C'est à la hache que je travaille. Remarquez que je n'aime pas ça. Je suis plutôt délicat par tempérament, aimant les morts, le fromage d'Oka et le café-brandy. Mais enfin, le temps n'est pas aux nuances, au pays de Québec. Quand tout le monde parle joual, ce n'est pas le moment de surveiller ses ne ... pas et ses ne ... que. Si un homme est en train de dormir dans sa maison en feu, on ne le réveille pas au son de la petite sérénade nocturne de Mozart. On lui hurle de se réveiller, et s'il dort trop dur, on le taloche aller-retour.
Les membres de l'Académie canadienne-française et de la Société royale itou perdraient leur temps à déplorer mes excès de langage et le désordre de mes paragraphes. J'écris avec une hache (hé ! hé ! quelle métaphore ! c'est une incohérence de métaphore que tu viens de commettre, mon petit Frère, c'est assez grave. Tu blâmes les élèves qui en font et tu veux nous passer celle-là ?) "Qu'on se le tienne pour dit !" comme écrivait M. Ls.-Ph. Roy, j'écris avec une hache. On fignolera plus tard. quand les curés et les ministres ne parleront plus joual
Il est bien entendu que j'ai surmonté une fois pour toutes la tentation du perfectionisme. Le perfectionisme consiste à préférer le néant à l'imperfection ; c'est un autre nom de l'angélisme. On n'a jamais les mains sales quand on n'a pas de mains. Disons encore que j'accepte lucidement de faire du provisoire. Mes textes ne sont pas des devoirs d'académiciens ; mes textes sont des actions. Et toute action est plus ou moins sale : toute action est désespérante. On sait ça.
Déblayer n'est pas oeuvrer ; il faut pourtant commencer par déblayer ; et avant même de déblayer, il faut démolir. Saint Léon Bloy se déclarait entrepreneur en démolition. Je relaye Léon Bloy, génie en moins (il faut bien que je dise ça, mais je n'en crois rien), à cinquante ans de distance, comme il convient dans un pays où l'on vit avec un retard de deux révolutions et demie : horloge d'Amérique, heure du Moyen-Age.
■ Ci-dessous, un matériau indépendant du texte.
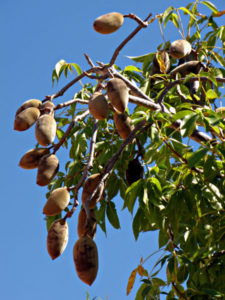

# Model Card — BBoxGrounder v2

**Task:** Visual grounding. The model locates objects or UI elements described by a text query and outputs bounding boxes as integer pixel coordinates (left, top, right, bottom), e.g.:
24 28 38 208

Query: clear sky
0 0 224 300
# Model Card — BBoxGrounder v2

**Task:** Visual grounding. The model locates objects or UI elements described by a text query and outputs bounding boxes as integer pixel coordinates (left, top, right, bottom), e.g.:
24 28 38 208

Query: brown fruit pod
19 148 50 169
47 219 69 259
35 114 57 146
36 154 59 186
14 107 40 131
107 78 128 113
40 101 55 117
126 158 144 185
169 40 192 59
81 173 104 209
88 92 109 120
170 60 203 77
77 208 97 239
73 236 98 285
43 187 70 216
93 12 124 34
113 112 134 140
16 99 42 115
215 106 225 120
151 50 170 75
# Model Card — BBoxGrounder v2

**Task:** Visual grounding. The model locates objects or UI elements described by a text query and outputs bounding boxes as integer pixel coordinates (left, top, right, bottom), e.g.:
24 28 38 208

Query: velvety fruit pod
93 12 124 34
82 173 104 209
126 158 144 185
19 148 50 169
73 236 98 285
16 99 42 115
14 107 40 131
216 106 225 120
37 154 59 186
40 101 55 117
151 51 170 75
113 113 134 140
77 208 97 239
88 92 109 120
170 40 191 59
47 219 68 259
43 187 70 216
35 114 57 146
107 78 128 113
170 60 203 77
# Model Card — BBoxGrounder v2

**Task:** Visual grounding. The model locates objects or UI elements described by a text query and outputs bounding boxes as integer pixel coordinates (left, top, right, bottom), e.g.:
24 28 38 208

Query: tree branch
64 119 98 219
109 13 152 67
84 121 151 219
54 98 88 110
53 110 89 154
158 77 225 104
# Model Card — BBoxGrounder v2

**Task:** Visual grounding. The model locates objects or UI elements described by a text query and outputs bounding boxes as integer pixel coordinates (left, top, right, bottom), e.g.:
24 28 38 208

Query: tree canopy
14 1 225 300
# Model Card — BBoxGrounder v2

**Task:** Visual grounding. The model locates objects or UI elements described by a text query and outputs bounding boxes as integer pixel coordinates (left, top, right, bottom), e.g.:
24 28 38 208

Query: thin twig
54 98 88 110
109 13 152 67
123 13 148 27
176 8 185 40
53 110 89 154
84 53 95 68
158 77 225 104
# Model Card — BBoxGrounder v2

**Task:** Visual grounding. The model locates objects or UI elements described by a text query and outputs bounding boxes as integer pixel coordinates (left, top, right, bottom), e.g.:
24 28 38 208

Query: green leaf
124 66 142 73
127 53 154 62
106 201 120 229
179 7 197 20
188 148 208 168
182 114 199 137
172 110 194 122
200 1 218 14
206 89 218 100
55 59 67 78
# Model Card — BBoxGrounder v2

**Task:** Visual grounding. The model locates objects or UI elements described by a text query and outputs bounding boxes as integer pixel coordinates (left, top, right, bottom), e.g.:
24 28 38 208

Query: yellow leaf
213 10 225 18
138 265 144 277
127 268 137 296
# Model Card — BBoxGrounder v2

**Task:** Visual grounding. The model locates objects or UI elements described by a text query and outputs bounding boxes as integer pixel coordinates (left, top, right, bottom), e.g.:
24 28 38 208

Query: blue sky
0 0 224 300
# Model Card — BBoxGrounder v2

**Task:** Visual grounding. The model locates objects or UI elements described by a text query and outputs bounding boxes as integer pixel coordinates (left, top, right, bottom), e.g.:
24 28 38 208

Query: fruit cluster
14 13 209 285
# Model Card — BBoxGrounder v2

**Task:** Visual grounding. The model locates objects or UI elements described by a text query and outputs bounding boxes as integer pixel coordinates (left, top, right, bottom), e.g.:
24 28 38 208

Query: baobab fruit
82 173 104 209
73 236 98 285
93 12 124 34
14 107 40 131
35 114 57 146
126 158 144 185
151 50 170 75
37 154 59 186
19 148 50 169
77 208 97 239
113 112 134 140
107 78 128 113
169 40 191 59
16 99 42 115
216 106 225 120
170 60 203 77
43 187 70 216
88 92 109 120
47 219 68 259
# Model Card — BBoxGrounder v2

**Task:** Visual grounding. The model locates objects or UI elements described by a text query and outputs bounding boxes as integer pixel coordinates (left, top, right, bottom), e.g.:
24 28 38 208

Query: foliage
15 1 225 300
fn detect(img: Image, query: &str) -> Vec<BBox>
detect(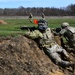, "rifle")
[20,26,37,31]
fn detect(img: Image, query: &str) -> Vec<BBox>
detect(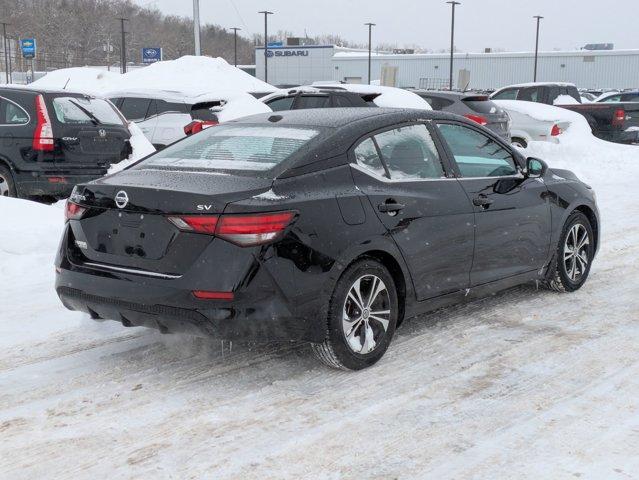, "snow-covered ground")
[0,111,639,479]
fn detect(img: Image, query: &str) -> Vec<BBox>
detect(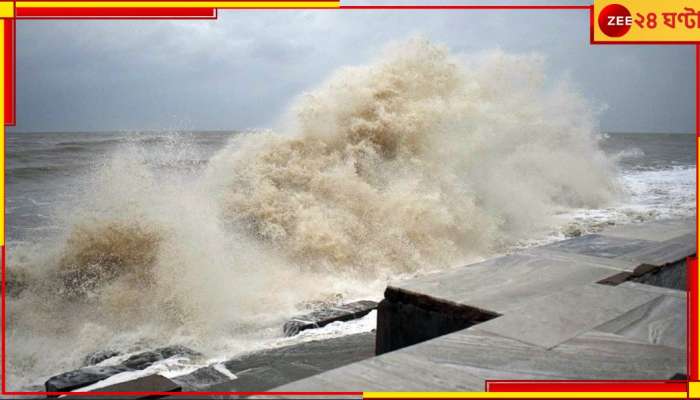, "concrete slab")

Dernière remarque : je récuse d'avance toute critique de ce travail qui ne porterait que sur la forme. Je ne méprise pas la forme. Je sais parfaitement bien qu'il ne suffit pas de ne pas avoir de forme pour avoir du fond. Je sais aussi que la forme est gardienne du fond ; je sais enfin que rien ne dure, même qui a du fond, qui n'a pas de forme. Mais enfin, je récuse toute critique qui s'en tiendrait à la forme. On se rabat sur la forme quand on est trop compromis, ou trop mou, ou trop rusé pour s'attaquer au fond. J'écris du mieux que je peux, sans verser dans l'esthéticisme pour lui-même. Mes textes sont des actions, je le répète. Je ne suis pas un acrobate de haute voltige.
Il y avait de la mauvaise foi à faire semblant de croire que le plus important dans ce que j'écris, c'est la forme. Les pharisiens (et toutes les activités humaines, y compris l'activité du critique littéraire, nourrissent leur pharisaïsme domestique) sont d'abord des formalistes. On leur dit qu'ils sont pourris, et ils nous répondent que notre langage est irrecevable parce que trop brutal. Relever un anglicisme ou une impropriété de terme dans un texte qui descend le joual, ce serait peutêtre habile, mais ce ne serait pas sérieux. Il faut être malhonnête pour faire le délicat quand au ton (cantoton) d'articles mettant en question l'atmosphère religieuse au Canada français. Faire des remarques sur le ton d'un article, c'est une manière jésuite d'escamoter le vrai problème soulevé par l'article.
Ici, un psychiatre à la petite semaine fera remarquer que je me sens faible, côté forme, et que je veux me couvrir à bon compte. Le psychiatre aurait tort : je suis en pleine forme.